Wednesday, 8 January 2014

Blind silence

It has been so long since I blogged that I almost could not remember my password. I would have said it was ingrained on my memory but as it took a good bit of thought to remember, obviously not.

I have always been a prolific writer - mostly of journals and diaries and dreams and fancies and prayers, even the occasional blog post for fun. Yet for months words have been dry and empty. Sawdust in my mind stirring and settling in featureless patterns on the workshop floor and I have written nothing. I have prayed nothing. Prayer written or otherwise has been dark and deeply empty. Not in a good way. I have been shut into the echoing limited frame that has become my mind and body and spirit. It has been wearily bleak to find myself without the resource of prayer to carry me through the rough and the smooth. All my life, in the face of terrible wounding prayer has been my way out, my door to hope and joy and love and warmth and insight. Now there is nothing, and I grope about, lost in a blind silence. Deaf and blind and dumb in a world that I know to be so much more than the one my senses presently reveal to me.

Repeatedly I recall my retreat in early August and wonder what happened there that precipitated this blankness, this emptiness.
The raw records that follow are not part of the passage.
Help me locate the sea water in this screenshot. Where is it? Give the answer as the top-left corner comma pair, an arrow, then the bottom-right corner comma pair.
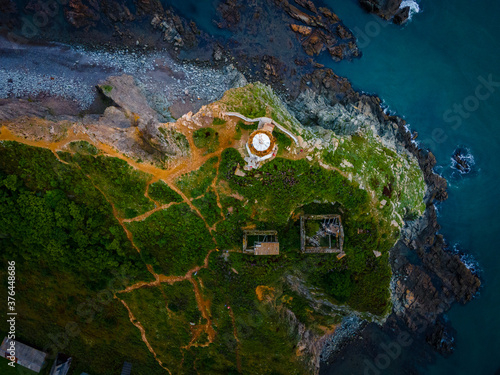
323,0 -> 500,375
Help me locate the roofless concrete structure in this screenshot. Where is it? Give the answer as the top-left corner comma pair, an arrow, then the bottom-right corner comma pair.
0,337 -> 47,372
300,215 -> 345,259
243,230 -> 280,255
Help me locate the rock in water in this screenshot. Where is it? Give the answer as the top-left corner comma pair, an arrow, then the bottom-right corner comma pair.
451,146 -> 474,174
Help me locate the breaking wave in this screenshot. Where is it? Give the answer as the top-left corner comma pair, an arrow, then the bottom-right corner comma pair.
399,0 -> 420,20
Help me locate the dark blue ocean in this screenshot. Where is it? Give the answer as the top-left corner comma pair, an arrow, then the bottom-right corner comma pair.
0,0 -> 500,375
324,0 -> 500,375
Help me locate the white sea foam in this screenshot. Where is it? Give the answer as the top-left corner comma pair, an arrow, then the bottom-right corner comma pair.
399,0 -> 420,20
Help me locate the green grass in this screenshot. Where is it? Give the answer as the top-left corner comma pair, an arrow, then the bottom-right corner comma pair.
149,180 -> 182,204
212,117 -> 227,125
0,84 -> 430,375
120,281 -> 193,374
0,356 -> 39,375
175,156 -> 219,198
193,128 -> 219,154
101,85 -> 113,94
323,135 -> 425,217
127,203 -> 215,275
193,189 -> 222,226
217,149 -> 399,314
65,154 -> 154,219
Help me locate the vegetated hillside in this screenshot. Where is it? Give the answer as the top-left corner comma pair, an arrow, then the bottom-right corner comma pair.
0,84 -> 425,375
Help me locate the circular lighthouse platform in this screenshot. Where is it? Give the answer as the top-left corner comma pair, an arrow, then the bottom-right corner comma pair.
247,130 -> 276,158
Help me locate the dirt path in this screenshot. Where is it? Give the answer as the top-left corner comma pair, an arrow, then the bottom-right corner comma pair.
229,308 -> 241,373
115,296 -> 172,375
0,119 -> 245,374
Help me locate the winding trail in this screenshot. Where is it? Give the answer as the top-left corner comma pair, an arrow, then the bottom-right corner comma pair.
0,118 -> 241,374
115,296 -> 172,375
229,308 -> 241,373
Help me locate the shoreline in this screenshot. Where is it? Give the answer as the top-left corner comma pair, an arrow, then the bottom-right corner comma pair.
0,0 -> 479,374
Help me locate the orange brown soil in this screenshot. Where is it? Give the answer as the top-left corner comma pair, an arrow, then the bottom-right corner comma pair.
255,285 -> 274,301
120,300 -> 172,375
0,111 -> 296,373
228,308 -> 241,374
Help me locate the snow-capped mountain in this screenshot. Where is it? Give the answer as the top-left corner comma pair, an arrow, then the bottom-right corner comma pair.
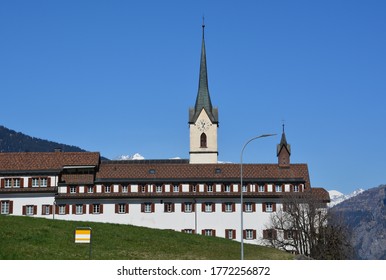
328,189 -> 364,207
116,153 -> 145,160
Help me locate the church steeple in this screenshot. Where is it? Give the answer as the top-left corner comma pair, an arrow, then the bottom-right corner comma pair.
277,124 -> 291,167
189,22 -> 218,123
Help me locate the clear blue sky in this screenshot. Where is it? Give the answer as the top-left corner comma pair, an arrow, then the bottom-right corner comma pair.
0,0 -> 386,193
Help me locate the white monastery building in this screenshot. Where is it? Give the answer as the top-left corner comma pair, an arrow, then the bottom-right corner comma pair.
0,26 -> 329,244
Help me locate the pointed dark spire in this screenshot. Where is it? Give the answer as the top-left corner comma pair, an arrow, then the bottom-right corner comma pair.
189,18 -> 218,123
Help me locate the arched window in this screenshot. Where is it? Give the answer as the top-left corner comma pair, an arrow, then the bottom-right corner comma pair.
200,133 -> 206,148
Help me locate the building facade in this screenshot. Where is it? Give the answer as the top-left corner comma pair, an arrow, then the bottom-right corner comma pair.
0,26 -> 329,244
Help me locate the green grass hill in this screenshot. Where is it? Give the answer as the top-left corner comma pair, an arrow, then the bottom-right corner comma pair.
0,215 -> 293,260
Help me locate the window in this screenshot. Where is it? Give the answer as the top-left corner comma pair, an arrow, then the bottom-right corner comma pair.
32,178 -> 39,188
25,205 -> 35,216
223,202 -> 235,213
40,178 -> 48,188
75,204 -> 83,215
244,202 -> 255,212
164,202 -> 174,213
118,203 -> 126,214
200,133 -> 207,148
202,229 -> 216,236
142,202 -> 154,213
58,204 -> 66,215
225,229 -> 236,239
0,200 -> 11,215
203,202 -> 214,213
263,202 -> 276,212
42,204 -> 52,215
263,229 -> 277,240
244,229 -> 256,240
4,179 -> 12,188
13,179 -> 20,188
182,202 -> 193,213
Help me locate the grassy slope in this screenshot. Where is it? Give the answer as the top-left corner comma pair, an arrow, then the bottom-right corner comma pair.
0,215 -> 292,260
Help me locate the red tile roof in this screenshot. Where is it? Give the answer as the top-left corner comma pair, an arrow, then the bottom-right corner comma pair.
0,152 -> 99,172
96,162 -> 310,188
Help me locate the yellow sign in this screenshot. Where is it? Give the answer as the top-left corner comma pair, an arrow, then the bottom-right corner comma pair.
75,229 -> 91,243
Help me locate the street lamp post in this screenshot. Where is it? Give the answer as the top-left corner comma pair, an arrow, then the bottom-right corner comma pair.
240,134 -> 276,260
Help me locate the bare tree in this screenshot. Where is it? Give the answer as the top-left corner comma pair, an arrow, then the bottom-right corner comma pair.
263,191 -> 350,259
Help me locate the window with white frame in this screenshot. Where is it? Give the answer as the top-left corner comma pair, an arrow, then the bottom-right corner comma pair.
0,201 -> 10,215
75,204 -> 83,215
57,204 -> 66,215
32,178 -> 39,188
205,202 -> 213,213
118,203 -> 126,214
92,204 -> 101,214
40,178 -> 48,188
164,202 -> 174,213
245,229 -> 255,240
265,202 -> 273,212
13,178 -> 20,188
224,202 -> 233,212
25,205 -> 35,216
244,202 -> 253,212
144,202 -> 152,213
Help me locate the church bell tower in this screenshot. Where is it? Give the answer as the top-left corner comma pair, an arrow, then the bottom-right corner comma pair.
189,24 -> 218,163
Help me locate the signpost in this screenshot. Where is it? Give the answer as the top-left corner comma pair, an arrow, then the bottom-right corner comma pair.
75,227 -> 91,260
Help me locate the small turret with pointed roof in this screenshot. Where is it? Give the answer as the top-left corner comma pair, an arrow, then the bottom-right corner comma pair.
277,124 -> 291,167
189,22 -> 218,124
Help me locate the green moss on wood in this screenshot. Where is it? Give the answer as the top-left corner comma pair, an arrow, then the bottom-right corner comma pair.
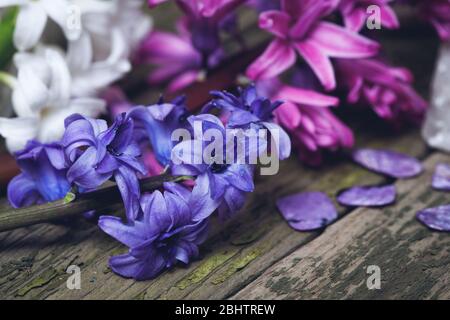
16,268 -> 60,297
211,248 -> 262,284
176,250 -> 238,290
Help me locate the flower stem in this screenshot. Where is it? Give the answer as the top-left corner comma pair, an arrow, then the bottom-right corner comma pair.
0,175 -> 192,232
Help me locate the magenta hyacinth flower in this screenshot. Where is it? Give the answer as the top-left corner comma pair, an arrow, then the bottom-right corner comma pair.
98,185 -> 208,280
258,78 -> 354,166
336,59 -> 428,125
339,0 -> 400,32
418,0 -> 450,40
135,31 -> 223,93
148,0 -> 246,55
247,0 -> 379,90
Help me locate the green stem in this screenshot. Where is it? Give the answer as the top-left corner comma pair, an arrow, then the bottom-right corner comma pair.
0,175 -> 192,232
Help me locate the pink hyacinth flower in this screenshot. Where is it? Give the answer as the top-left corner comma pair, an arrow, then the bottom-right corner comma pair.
418,0 -> 450,40
247,0 -> 379,90
336,59 -> 428,125
148,0 -> 246,21
135,31 -> 216,93
339,0 -> 400,32
258,79 -> 354,166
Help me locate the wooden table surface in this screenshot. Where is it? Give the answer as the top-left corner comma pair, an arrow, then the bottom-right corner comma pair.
0,6 -> 450,299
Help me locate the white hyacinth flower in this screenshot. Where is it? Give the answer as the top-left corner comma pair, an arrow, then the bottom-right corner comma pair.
67,0 -> 152,96
0,0 -> 81,51
422,43 -> 450,152
0,48 -> 105,152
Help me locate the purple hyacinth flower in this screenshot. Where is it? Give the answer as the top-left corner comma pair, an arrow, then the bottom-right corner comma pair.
8,141 -> 70,208
148,0 -> 246,55
128,97 -> 189,166
203,85 -> 291,160
416,205 -> 450,232
432,163 -> 450,191
277,192 -> 337,231
337,185 -> 397,207
62,114 -> 146,220
99,187 -> 208,280
353,149 -> 423,179
171,114 -> 254,220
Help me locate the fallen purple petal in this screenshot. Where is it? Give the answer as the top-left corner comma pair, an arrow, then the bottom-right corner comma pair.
432,163 -> 450,191
337,185 -> 397,207
277,192 -> 337,231
353,149 -> 423,179
417,205 -> 450,231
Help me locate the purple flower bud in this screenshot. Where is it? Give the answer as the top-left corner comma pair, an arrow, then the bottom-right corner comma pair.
62,114 -> 146,220
8,141 -> 70,208
99,186 -> 208,280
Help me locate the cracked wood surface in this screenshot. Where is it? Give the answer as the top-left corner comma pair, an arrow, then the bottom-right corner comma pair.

This wavering, wandering spirit with in me that skitters like light reflected off wave ruffled water in the early morning light. The predominant sense was one of exhaustion, as I indeed was when I arrived at the Monastery. Yet in the days and weeks and months that have followed I have found within myself nothing but an unwillingness to pray.

And I today I find the courage to acknowledge that and to ask where did that unwillingness come from?

Perhaps the beginning is to simply surrender to what is and let go of what I think should be.